O dicloroacetato, um ativador da PDH pode ser igualmente utilizado quer nas situações agudas de acidose láctica quer cronicamente (oral, em doses iguais ou superiores a 25mg/Kg/dia). No entanto, para além de ser de aquisição difícil, está associado a neurotoxicidade periférica.

A dieta cetogénica é considerada segura e com bons resultados a longo prazo em doentes com DPDH (5). O aumento da ingestão de gorduras em detrimento dos carbohidratos permite que os corpos cetónicos derivados da oxidação de ácidos gordos sejam um fuel cerebral alternativo à glicose. O efeito positivo da dieta verifica-se especialmente em doentes com manifestações iniciais e designadamente na epilepsia, ataxia, distúrbios do sono, desenvolvimento da linguagem, interação social e frequência de hospitalizações. A introdução precoce da dieta em doentes com início de sintomas na primeira infância poderá prevenir lesões metabólicas cerebrais (5). 

Dada a raridade da doença, na eventual suspeita de DPDH deve ser feito o contacto/ referenciação com um Centro de Referência de Doenças Hereditárias do Metabolismo, de modo a que o diagnóstico, tratamento e seguimento do doente sejam os mais adequados, de acordo com a norma 012/2017 da Direção Geral da Saúde (Abordagem Diagnóstica e Critérios de Referenciação de Doenças Hereditárias do Metabolismo em Idade Pediátrica e no Adulto, em: dqs@dgs.min-saude.pt).

Evolução

A DPDH tem prognóstico variável, sendo que é desfavorável na maioria dos casos. As formas neonatais graves podem ser fatais na primeira infância. Mais de um terço dos casos descritos com esta doença faleceram na primeira infância, com uma idade média entre os dois e os três anos (2.70+/-4,66 anos) (1). 
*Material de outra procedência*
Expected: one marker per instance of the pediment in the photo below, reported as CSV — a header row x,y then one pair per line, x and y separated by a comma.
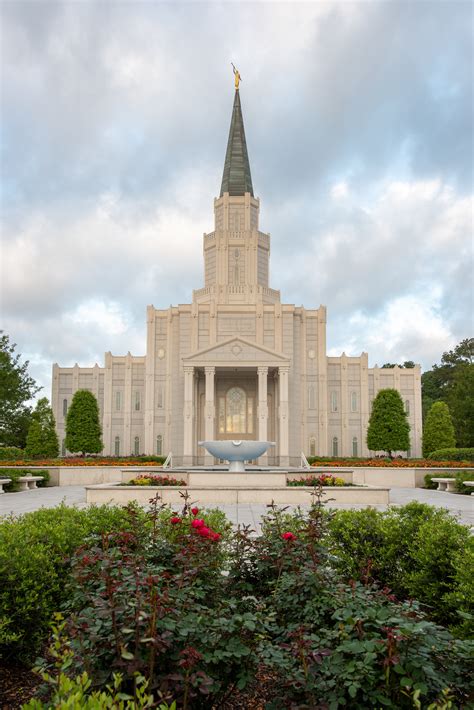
x,y
236,351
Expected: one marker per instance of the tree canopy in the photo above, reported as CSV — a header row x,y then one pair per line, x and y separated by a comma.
x,y
388,428
438,429
42,440
17,387
453,382
83,430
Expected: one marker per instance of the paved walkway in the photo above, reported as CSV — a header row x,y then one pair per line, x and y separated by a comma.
x,y
24,502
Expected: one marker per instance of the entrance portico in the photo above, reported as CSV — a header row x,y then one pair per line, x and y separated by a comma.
x,y
236,390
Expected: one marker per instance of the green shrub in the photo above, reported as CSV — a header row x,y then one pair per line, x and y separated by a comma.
x,y
33,568
429,483
452,455
438,429
15,473
410,549
11,453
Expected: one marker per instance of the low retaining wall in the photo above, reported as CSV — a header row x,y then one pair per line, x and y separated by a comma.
x,y
282,495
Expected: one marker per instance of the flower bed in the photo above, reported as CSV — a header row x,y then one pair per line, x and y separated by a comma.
x,y
387,463
325,479
79,461
148,479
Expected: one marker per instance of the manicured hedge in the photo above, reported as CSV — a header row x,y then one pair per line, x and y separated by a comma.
x,y
33,568
415,550
452,455
16,473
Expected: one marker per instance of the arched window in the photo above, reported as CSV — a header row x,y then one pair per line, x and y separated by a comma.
x,y
236,410
355,446
354,402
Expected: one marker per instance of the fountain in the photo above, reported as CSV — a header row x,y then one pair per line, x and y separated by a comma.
x,y
236,452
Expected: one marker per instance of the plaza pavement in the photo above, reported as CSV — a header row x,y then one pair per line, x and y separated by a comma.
x,y
460,506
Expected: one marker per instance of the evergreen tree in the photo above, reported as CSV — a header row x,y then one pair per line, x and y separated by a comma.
x,y
83,431
438,431
16,388
388,428
42,440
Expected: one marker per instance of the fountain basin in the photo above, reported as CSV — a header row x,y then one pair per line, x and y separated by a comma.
x,y
236,452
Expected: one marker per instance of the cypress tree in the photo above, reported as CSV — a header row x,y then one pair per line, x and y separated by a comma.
x,y
388,428
83,430
42,440
438,431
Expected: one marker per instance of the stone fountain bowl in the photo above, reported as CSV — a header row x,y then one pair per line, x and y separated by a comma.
x,y
236,451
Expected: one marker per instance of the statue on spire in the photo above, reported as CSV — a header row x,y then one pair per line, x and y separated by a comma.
x,y
237,77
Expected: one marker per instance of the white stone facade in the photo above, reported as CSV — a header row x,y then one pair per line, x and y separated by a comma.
x,y
236,363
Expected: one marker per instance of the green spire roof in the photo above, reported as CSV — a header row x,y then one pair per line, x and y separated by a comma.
x,y
236,179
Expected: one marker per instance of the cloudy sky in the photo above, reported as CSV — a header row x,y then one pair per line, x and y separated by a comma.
x,y
114,122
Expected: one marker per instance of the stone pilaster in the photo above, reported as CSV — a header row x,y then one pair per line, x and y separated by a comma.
x,y
263,408
188,416
283,416
210,412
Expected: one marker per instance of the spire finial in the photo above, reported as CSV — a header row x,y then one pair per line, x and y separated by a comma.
x,y
237,77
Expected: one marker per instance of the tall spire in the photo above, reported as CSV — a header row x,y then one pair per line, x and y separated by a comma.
x,y
236,179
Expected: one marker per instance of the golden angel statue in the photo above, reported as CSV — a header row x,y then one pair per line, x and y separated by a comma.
x,y
237,77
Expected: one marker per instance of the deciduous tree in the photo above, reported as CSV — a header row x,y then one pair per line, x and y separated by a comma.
x,y
438,430
16,389
42,440
388,428
83,430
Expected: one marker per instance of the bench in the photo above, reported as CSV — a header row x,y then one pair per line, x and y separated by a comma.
x,y
470,484
445,484
28,483
3,482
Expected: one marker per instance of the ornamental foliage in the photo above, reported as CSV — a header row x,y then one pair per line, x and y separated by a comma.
x,y
438,430
16,388
83,431
388,428
42,440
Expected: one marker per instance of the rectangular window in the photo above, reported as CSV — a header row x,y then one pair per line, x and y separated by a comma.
x,y
137,401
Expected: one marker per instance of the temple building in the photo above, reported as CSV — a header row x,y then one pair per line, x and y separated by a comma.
x,y
236,363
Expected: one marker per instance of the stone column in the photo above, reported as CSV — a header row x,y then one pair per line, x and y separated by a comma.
x,y
188,416
209,412
283,416
263,409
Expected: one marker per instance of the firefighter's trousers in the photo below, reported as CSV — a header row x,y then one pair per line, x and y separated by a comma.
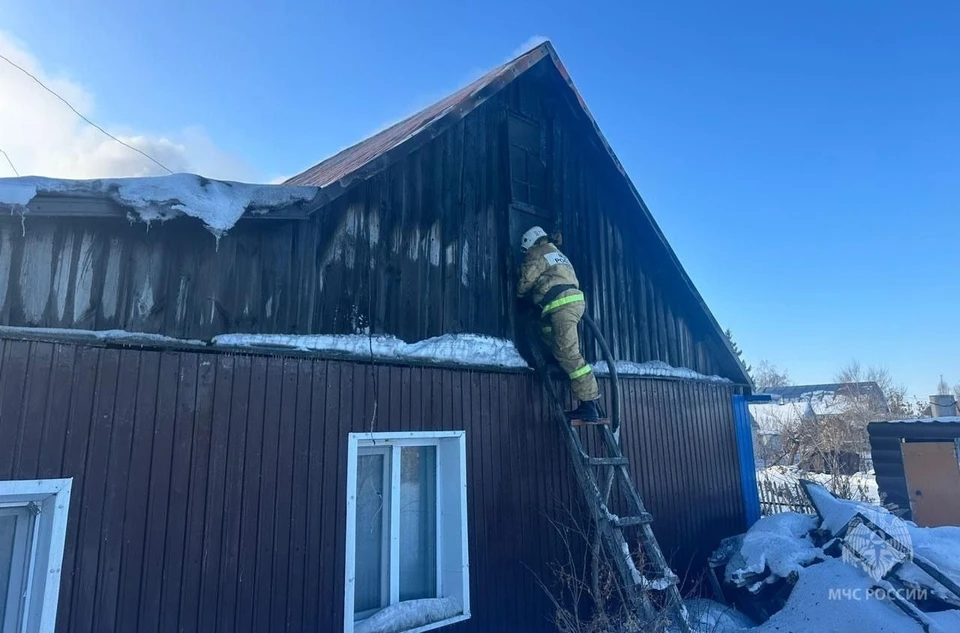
x,y
559,330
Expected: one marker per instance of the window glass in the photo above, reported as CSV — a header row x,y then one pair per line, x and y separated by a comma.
x,y
418,522
373,511
8,528
15,532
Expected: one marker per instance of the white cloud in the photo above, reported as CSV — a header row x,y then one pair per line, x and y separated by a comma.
x,y
43,137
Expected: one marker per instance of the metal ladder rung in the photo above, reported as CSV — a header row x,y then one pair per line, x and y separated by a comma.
x,y
656,584
607,461
641,519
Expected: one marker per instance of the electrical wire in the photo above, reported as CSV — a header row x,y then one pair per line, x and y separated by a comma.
x,y
75,111
10,162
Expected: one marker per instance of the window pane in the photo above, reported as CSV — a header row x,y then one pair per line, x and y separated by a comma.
x,y
15,532
373,510
524,133
418,522
8,528
518,164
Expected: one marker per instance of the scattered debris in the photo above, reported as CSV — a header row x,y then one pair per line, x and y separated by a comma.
x,y
852,567
779,544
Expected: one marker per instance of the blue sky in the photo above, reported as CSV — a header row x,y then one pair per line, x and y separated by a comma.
x,y
803,160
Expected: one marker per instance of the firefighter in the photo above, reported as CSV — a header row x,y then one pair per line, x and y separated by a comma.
x,y
548,277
Os doentes com formas clínicas ligeiras apresentam função cognitiva normal ou borderline e têm prognóstico favorável (3). 

A maioria dos casos conhecidos de DPDH são referentes a defeitos na subunidade E1 alfa, associada a hereditariedade ligada ao cromossoma X, estando descritas algumas correlações genótipo/fenótipo associadas ao gene PDHA1. Mutações neste gene com envolvimento do aminoácido na posição 378 são particularmente letais. Pelo contrário, mutações que levam à substituição dos aminoácidos 263 e 302 (a maioria descrita em doentes do sexo masculino) têm melhor prognóstico (1).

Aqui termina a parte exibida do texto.